For centuries the library has kept a copy of every book, pamphlet, magazine and newspaper published in Britain. Starting Saturday, it will also be bound to record every British website, e-book, online newsletter and blog in a bid to preserve the nation's “digital memory.”
As if that's not a big enough task, the library also has to make this digital archive available to future researchers — come time, tide or technological change.
The library says the work is urgent. Ever since people began switching from paper and ink to computers and mobile phones, material that would fascinate future historians has been disappearing into a digital black hole. The library says firsthand accounts of everything from the 2005 London transit bombings to Britain's 2010 election campaign have already vanished.

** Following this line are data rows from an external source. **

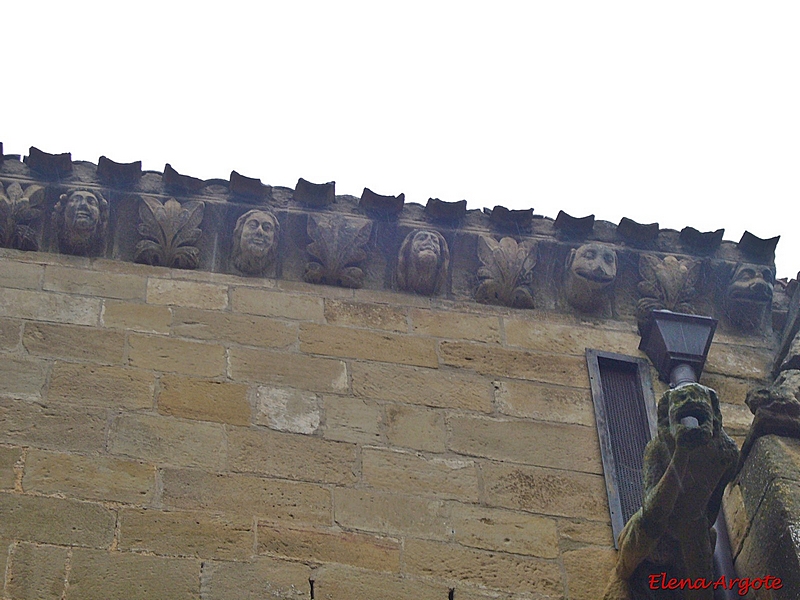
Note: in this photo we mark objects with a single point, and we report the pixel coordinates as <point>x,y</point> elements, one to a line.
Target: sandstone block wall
<point>174,435</point>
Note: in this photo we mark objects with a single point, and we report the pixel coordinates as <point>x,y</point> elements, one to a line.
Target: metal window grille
<point>625,412</point>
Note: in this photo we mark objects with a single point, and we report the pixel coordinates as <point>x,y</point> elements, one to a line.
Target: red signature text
<point>743,585</point>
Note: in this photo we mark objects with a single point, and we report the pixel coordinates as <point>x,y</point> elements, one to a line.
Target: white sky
<point>684,113</point>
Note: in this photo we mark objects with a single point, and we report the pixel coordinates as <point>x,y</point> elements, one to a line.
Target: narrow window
<point>625,412</point>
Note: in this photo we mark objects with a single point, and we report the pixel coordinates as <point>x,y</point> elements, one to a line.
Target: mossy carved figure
<point>686,468</point>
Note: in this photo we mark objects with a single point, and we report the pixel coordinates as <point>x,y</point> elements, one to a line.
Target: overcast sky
<point>684,113</point>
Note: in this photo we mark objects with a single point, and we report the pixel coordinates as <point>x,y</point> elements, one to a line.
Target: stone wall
<point>184,434</point>
<point>230,429</point>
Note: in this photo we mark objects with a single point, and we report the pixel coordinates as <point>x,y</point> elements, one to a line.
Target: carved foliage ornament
<point>81,220</point>
<point>423,263</point>
<point>667,284</point>
<point>18,209</point>
<point>506,272</point>
<point>336,250</point>
<point>170,231</point>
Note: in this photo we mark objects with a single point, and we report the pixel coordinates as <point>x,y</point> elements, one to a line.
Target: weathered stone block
<point>37,572</point>
<point>146,318</point>
<point>271,499</point>
<point>371,316</point>
<point>415,427</point>
<point>477,567</point>
<point>182,533</point>
<point>441,388</point>
<point>5,548</point>
<point>526,399</point>
<point>555,338</point>
<point>286,409</point>
<point>587,571</point>
<point>263,577</point>
<point>94,283</point>
<point>557,445</point>
<point>171,355</point>
<point>53,426</point>
<point>577,533</point>
<point>407,472</point>
<point>187,294</point>
<point>337,582</point>
<point>451,325</point>
<point>739,361</point>
<point>735,418</point>
<point>392,513</point>
<point>9,333</point>
<point>201,399</point>
<point>231,327</point>
<point>770,547</point>
<point>351,420</point>
<point>504,531</point>
<point>291,456</point>
<point>368,345</point>
<point>55,521</point>
<point>169,441</point>
<point>355,549</point>
<point>43,306</point>
<point>89,477</point>
<point>8,458</point>
<point>20,275</point>
<point>292,370</point>
<point>69,341</point>
<point>22,378</point>
<point>546,491</point>
<point>257,301</point>
<point>736,517</point>
<point>103,575</point>
<point>729,389</point>
<point>96,385</point>
<point>519,364</point>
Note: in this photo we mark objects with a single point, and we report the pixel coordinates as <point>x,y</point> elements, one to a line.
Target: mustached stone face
<point>425,242</point>
<point>258,234</point>
<point>596,263</point>
<point>82,212</point>
<point>751,282</point>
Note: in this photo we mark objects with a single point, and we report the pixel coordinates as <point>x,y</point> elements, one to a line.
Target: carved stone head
<point>423,262</point>
<point>749,294</point>
<point>255,240</point>
<point>590,269</point>
<point>690,406</point>
<point>81,219</point>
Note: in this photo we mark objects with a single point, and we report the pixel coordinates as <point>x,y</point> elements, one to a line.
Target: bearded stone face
<point>749,295</point>
<point>82,212</point>
<point>425,247</point>
<point>589,271</point>
<point>596,263</point>
<point>81,218</point>
<point>753,283</point>
<point>255,241</point>
<point>258,233</point>
<point>423,262</point>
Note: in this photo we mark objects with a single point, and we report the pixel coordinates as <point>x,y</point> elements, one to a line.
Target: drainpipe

“Stuff out there on the Web is ephemeral,” said Lucie Burgess, the library's head of content strategy. “The average life of a web page is only 75 days, because websites change, the contents get taken down.
“If we don't capture this material, a critical piece of the jigsaw puzzle of our understanding of the 21st century will be lost.”
The library is publicizing its new project by showcasing just a sliver of its content — 100 websites, selected to give a snapshot of British online life in 2013 and help people grasp the scope of what the new digital archive will hold.
They range from parenting resource Mumsnet to online bazaar Amazon Marketplace to a blog kept by a 9-year-old girl about her school lunches.
Like reference collections around the world, the British Library has been attempting to archive the Web for years in a piecemeal way and has collected about 10,000 sites. Until now, though, it has had to get permission from website owners before taking a snapshot of their pages.
That began to change with a law passed in 2003, but it has taken a decade of legislative and technological preparation for the library to be ready to begin a vast trawl of all sites ending with the suffix .uk.